By the end of the Experience section, the reader should understand your writing volume, your collaborative range, and the level of results your lyrics have supported. That combination carries far more weight than creative adjectives.
Education matters most when it confirms the foundation behind your writing. For lyricists, that often means formal study in music, English, songwriting, composition, literature, or another field that strengthens language control and musical understanding.
If the posting asks for a bachelor's degree in Music, English, or a related field, make sure that information is easy to find. Lead with your highest relevant degree. In the example, a Bachelor of Arts in Music from Berklee College of Music directly supports the employer's requirement and reinforces the candidate's technical grounding in song structure.
List school, degree, field of study, and graduation year in a consistent format. This section should be quick to scan. Hiring teams are usually looking for confirmation of the credential first, not a long academic narrative.

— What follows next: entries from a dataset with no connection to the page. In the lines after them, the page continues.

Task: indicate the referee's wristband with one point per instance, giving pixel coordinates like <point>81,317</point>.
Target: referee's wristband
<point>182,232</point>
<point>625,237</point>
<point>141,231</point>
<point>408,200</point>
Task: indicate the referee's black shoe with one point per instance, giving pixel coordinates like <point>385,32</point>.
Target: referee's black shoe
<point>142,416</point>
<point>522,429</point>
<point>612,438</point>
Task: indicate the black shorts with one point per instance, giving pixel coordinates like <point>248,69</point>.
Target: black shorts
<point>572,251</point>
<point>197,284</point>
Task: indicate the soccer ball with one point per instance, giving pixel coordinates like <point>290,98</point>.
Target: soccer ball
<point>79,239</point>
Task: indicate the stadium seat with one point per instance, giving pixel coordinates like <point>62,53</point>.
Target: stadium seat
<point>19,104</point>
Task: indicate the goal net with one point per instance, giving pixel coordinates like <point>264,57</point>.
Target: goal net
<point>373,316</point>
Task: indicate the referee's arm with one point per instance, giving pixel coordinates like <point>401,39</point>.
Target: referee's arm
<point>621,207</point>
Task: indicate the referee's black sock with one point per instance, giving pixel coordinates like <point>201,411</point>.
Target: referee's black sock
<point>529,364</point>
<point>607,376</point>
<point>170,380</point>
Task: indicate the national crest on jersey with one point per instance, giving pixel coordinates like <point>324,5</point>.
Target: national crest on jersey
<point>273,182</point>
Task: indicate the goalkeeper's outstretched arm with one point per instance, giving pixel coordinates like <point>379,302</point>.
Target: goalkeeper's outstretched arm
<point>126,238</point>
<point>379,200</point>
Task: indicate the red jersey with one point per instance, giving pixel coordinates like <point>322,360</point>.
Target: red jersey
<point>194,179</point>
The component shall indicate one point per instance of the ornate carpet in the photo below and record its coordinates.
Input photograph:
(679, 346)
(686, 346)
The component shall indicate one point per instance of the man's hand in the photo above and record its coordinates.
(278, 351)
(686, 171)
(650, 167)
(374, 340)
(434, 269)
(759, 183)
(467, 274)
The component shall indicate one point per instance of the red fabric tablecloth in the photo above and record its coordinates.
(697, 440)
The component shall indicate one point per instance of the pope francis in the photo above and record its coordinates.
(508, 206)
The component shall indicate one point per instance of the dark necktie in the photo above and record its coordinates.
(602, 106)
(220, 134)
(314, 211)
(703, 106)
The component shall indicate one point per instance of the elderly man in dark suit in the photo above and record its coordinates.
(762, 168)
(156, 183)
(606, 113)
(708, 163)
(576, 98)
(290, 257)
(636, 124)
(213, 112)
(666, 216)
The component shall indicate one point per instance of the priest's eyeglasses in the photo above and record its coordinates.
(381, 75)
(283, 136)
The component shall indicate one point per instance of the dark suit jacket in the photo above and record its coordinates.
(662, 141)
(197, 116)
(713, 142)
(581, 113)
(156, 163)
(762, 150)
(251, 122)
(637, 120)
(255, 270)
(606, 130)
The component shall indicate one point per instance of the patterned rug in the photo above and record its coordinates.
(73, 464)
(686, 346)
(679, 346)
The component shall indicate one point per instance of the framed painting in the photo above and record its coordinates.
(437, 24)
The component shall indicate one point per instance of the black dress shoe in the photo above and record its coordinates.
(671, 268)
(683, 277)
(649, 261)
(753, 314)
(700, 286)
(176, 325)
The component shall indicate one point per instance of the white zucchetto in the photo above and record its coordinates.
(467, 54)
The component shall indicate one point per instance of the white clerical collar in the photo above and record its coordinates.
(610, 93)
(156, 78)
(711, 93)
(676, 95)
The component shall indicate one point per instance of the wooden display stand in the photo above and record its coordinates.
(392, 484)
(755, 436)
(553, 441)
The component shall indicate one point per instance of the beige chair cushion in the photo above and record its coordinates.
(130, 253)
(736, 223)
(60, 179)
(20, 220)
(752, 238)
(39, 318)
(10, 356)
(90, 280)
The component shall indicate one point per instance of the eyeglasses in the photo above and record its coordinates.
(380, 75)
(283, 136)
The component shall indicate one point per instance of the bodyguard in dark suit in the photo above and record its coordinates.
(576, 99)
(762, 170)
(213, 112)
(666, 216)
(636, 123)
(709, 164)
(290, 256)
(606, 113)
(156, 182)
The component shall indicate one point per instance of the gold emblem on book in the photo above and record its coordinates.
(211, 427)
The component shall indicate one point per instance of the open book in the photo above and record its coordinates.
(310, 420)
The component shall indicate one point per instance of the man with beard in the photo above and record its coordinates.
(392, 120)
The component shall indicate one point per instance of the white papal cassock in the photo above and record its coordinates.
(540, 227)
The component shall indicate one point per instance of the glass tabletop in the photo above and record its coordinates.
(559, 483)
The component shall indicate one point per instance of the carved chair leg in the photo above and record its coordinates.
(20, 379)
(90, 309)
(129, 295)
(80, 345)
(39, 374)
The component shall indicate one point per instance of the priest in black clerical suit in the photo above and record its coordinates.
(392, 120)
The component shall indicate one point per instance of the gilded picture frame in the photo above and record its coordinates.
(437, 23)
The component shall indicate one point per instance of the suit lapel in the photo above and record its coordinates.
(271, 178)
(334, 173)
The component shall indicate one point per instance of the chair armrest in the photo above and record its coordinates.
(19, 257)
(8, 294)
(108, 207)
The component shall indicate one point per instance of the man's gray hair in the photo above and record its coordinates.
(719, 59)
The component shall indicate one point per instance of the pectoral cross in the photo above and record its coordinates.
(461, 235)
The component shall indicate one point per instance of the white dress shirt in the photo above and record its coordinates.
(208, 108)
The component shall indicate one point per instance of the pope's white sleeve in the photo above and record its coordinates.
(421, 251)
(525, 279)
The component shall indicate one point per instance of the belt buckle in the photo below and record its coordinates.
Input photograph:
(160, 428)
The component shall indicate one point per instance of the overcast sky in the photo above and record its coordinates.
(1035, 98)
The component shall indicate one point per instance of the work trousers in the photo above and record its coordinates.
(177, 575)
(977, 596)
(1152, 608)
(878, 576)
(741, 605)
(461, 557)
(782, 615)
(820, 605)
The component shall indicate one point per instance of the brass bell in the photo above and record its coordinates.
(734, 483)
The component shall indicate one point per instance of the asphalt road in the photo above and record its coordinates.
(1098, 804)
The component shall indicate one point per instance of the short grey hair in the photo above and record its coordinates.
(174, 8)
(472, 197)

If your degree title does not fully explain your fit, include a brief note on coursework, projects, or concentrations related to songwriting, poetry, music theory, composition, literature, or performance. That extra context is useful when your educational path is adjacent rather than exact, and it helps connect the degree to day-to-day lyric work.
Early-career candidates can get more value from honors, songwriting showcases, publications, ensemble work, or senior projects tied to music and writing. Experienced lyricists usually need less detail here unless a distinction is unusually relevant, such as a notable songwriting program or published academic work in lyrical composition.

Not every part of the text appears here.